Die EU schreitet ein
Letzte Woche hat die EU angekündigt, dass sie Frankreich 20 Millionen Euro schicken würde. Das Vereinigte Königreich bekam rund 27 Millionen Euro. Diese Beträge sind Teil des europäischen Beitrags zur Suche nach einer Lösung des Flüchtlingsproblems. Bis zum Jahr 2020 erhalten Großbritannien und Frankreich 370 Millionen Euro bzw. 266 Millionen Euro zur Lösung des Problems der Migranten. Nach Ansicht der Kommissarin für Einwanderung fragte keines der beiden Länder nach weiterer Unterstützung, "Ich habe volles Vertrauen in ihre Fähigkeit, diese Probleme zu lösen."

 
Linke Aktivisten
Es scheint, als ob die Migranten zunehmend durchsetzungsfähig werden. Am Montag, dem 5. August sind die Proteste wirklich gewalttätig geworden. Ein französischer Polizist wurde verletzt, als sein Kopf mit einem Stein getroffen wurde. Laut der französischen Polizei sind die Übergriffe und Sit-ins nicht die Arbeit der Schmuggler, wie oft gedacht war, sondern eigentlich der linksradikalen Aktivisten. Sie betonen die Rechte der Einwanderer und organisieren Aktionen, um diese Ungerechtigkeit anzusprechen. Die Einwanderer werden oft auch angestiftet Aktionen durchzuführen, die zur direkten Konfrontation mit der Polizei führen. Bruno Noel glaubt, sie könnten ihre Arbeit besser mit etwas Hilfe von den Briten ausführen: "Wir haben nur 15 ständige Mitglieder bei der Grenzpolizei. Können Sie sich vorstellen, wie die Situation aussieht? Warum senden die Briten keine Truppen um zu helfen?"

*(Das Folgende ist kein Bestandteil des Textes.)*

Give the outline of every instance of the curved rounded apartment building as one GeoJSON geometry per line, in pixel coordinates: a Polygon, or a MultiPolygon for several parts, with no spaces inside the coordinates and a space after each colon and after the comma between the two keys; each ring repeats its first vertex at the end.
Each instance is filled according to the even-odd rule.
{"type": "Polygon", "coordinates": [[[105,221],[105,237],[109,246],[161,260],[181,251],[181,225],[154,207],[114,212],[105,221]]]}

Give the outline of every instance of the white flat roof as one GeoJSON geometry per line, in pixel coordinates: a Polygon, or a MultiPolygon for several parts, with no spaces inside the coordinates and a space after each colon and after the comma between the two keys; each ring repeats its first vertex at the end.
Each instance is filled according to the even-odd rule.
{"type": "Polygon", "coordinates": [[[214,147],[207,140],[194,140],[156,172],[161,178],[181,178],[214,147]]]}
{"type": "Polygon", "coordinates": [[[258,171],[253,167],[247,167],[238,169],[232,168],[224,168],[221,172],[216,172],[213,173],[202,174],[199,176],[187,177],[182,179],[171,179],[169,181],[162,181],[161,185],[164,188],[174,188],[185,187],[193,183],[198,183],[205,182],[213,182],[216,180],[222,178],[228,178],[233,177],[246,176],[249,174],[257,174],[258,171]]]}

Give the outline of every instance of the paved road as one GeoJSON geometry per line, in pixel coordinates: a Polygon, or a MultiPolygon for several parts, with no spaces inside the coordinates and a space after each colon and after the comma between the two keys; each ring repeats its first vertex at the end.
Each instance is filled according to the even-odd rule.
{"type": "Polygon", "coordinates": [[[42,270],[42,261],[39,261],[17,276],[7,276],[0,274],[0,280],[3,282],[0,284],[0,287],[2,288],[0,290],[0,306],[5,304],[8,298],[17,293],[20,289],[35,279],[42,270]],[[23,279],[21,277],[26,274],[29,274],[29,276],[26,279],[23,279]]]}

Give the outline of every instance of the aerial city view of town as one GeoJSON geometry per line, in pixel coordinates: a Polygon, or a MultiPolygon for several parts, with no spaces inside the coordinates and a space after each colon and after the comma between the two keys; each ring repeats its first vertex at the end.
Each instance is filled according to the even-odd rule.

Die anderen Aktivisten sind die MyFerryLink-Mitarbeiter, die Teil von SCOP SeaFrance sind. Ihr letzte Protest war am Freitag 31. Juli, als sie kurz die Fährrouten in Calais blockierten. Später an diesem Tag erklärte der französische Hof SCOP SeaFrance für Bankrott. Dies wurde durch die französische Nachrichtenagentur AFP berichtet.
 
Geldbußen verdreifacht
Letzte Woche kündigte die britische Regierung, dass sich die Bußgelder für blinde Passagiere in den letzten drei Jahren verdreifacht haben. In den Jahren 2012/2013 wurden 998 Geldbußen verhängt, in 2014/2015 waren es 3.319. Laut einem Sprecher aus dem Innenministerium ist nur bei 7 % der Fälle ein britischer Fahrer beteiligt, „Die meisten Gesellschaften nehmen ihre Verantwortung ernst, wenn es um die Sicherheit ihres Fahrzeugs geht. Aber trotzdem scheint es, dass ein Drittel der LKW über eine unzureichende Sicherheit verfügen. " Die britische Regierung stellt eine niederländische Checkliste auf ihre Website und einen Verhaltenskodex um blinde Passagiere fernzuhalten. Darüber hinaus haben die Briten auch einen 10-Stufen-Plan zur Vermeidung von Bußgeldern veröffentlicht.
 
Fähren ziehen Nutzen aus der Krise
Am Montag hat P&O Ferries angekündigt, dass die Probleme mit dem Kanaltunnel vollere Fähren bewirken. Im Juli wurden 176 % mehr LKWs auf Schiffen zwischen Teesport, Großbritannien und Zeebrugge, Belgien transportiert und auf der Strecke von Hull und Tilbury und Zeebrugge stieg die Anzahl der Lkw um drei Viertel. StenaLine profitiert auch von den Problemen. Anfang dieses Monats erklärte die Rederei, sie hätte 10 % mehr Fracht zwischen Hoek van Holland und Harwich, Großbritannien zu transportieren.